What Does the Upcoming Election Mean for CRE and REITs?

Posted on October 18, 2016

This article is republished with permission from REITCafe.

Elections usually focus on social issues, job growth, and global politics, but government policies also have a significant impact on real estate. This year, the election’s impact on real estate could be heightened because many believe that the cycle has matured. Will real estate fundamentals strengthen further or weaken after a new administration takes office in January?

The economy and stock markets are key concerns that affect property market fundamentals and real estate investment trusts (REITs). Russ Koesterich, managing director and chief investment strategist at Blackrock, has noted that the party affiliation of the president does not have a statistically significant impact on U.S. equity markets. Still, elections are times of uncertainty, which leads to volatility in broader stock markets. The FTSE NAREIT All REIT Index has dropped steadily during the past three months. A number of factors, including broader market volatility, some of which may be related to presidential election uncertainty, have likely contributed to this weakening performance.

Interest rates are another concern. The upcoming election may be influencing the Federal Reserve’s decision not to raise rates in recent months in order not to potentially affect the election.
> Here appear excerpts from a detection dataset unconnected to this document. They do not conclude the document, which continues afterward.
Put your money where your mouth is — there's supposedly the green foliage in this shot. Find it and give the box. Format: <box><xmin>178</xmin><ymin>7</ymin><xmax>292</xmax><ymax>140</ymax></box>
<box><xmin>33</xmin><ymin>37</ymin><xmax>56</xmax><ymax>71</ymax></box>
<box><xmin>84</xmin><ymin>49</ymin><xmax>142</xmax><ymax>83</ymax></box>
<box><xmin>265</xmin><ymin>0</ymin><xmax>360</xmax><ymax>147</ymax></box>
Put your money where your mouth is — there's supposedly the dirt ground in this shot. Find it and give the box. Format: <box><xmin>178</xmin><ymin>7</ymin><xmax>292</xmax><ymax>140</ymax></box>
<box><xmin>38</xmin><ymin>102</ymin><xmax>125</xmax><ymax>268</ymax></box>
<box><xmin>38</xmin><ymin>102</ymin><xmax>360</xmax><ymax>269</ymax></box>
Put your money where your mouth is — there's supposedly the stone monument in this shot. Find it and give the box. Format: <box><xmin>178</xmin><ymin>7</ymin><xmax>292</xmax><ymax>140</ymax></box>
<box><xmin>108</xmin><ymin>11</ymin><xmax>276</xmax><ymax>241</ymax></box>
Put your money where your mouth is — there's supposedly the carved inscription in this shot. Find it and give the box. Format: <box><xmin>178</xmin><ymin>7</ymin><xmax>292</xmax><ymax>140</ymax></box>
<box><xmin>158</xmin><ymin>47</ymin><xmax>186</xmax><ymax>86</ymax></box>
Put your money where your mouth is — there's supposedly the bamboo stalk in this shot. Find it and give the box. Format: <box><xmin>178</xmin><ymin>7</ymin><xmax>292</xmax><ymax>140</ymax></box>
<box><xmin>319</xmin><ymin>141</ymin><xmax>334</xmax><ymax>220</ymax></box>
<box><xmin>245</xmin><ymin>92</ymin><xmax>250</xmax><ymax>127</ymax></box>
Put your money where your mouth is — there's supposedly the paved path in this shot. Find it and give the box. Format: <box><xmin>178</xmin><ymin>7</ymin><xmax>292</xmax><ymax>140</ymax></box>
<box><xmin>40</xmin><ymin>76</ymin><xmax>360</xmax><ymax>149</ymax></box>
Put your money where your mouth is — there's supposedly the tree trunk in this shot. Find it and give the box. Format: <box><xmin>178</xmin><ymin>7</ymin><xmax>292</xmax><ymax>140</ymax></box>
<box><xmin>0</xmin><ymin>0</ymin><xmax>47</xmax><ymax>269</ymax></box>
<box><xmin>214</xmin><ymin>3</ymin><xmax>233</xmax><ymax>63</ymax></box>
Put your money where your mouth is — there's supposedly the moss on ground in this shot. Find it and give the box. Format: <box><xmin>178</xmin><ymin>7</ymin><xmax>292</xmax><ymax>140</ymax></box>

A rate hike could occur following the election in December, but few expect a rapid increase in interest rates.

Recently published research suggests that the economy stays stronger when the incumbent party keeps the White House. In four of the five presidential elections since 1980 when the incumbent party stayed in power, unemployment rates declined and gross domestic product was higher than when the White House changed parties, according to an article published in Commercial Property Executive by Dana Gomez-Gayne and Grace Winters of law firm Manatt, Phelps & Phillips.

Real estate tax policy also is at the forefront of investor concerns. The two presidential candidates have stated ideas that could affect real estate–related taxes. Clinton has proposed capping “in-kind swaps” to $1 million in assets annually. She also wants to limit 1031 exchanges and close the provision in the tax code that allows people to step up their basis in real estate when transferred upon death. Trump wants to end the use of the step-up basis only among properties valued above $10 million.

More important to commercial developers and owners, the tax treatment of losses—previously considered uncontroversial—is drawing heightened scrutiny after last week’s revelation of a $916 million loss on Donald Trump’s 1995 taxes that could have allowed him to avoid paying federal taxes for up to 18 years. Real estate developers and owners can generate losses more easily than others because they can depreciate their property and deduct interest paid on borrowed money. Those losses can offset income from other sources like salaries. Will the new Congress limit or remove this tax provision?

This election may ultimately not have a significant effect on the real estate industry. Market volatility may subside after the election when some major uncertainty is removed. However, ongoing divisions in Congress will likely limit the abilities of both Democrats and Republicans to enact proposed policies.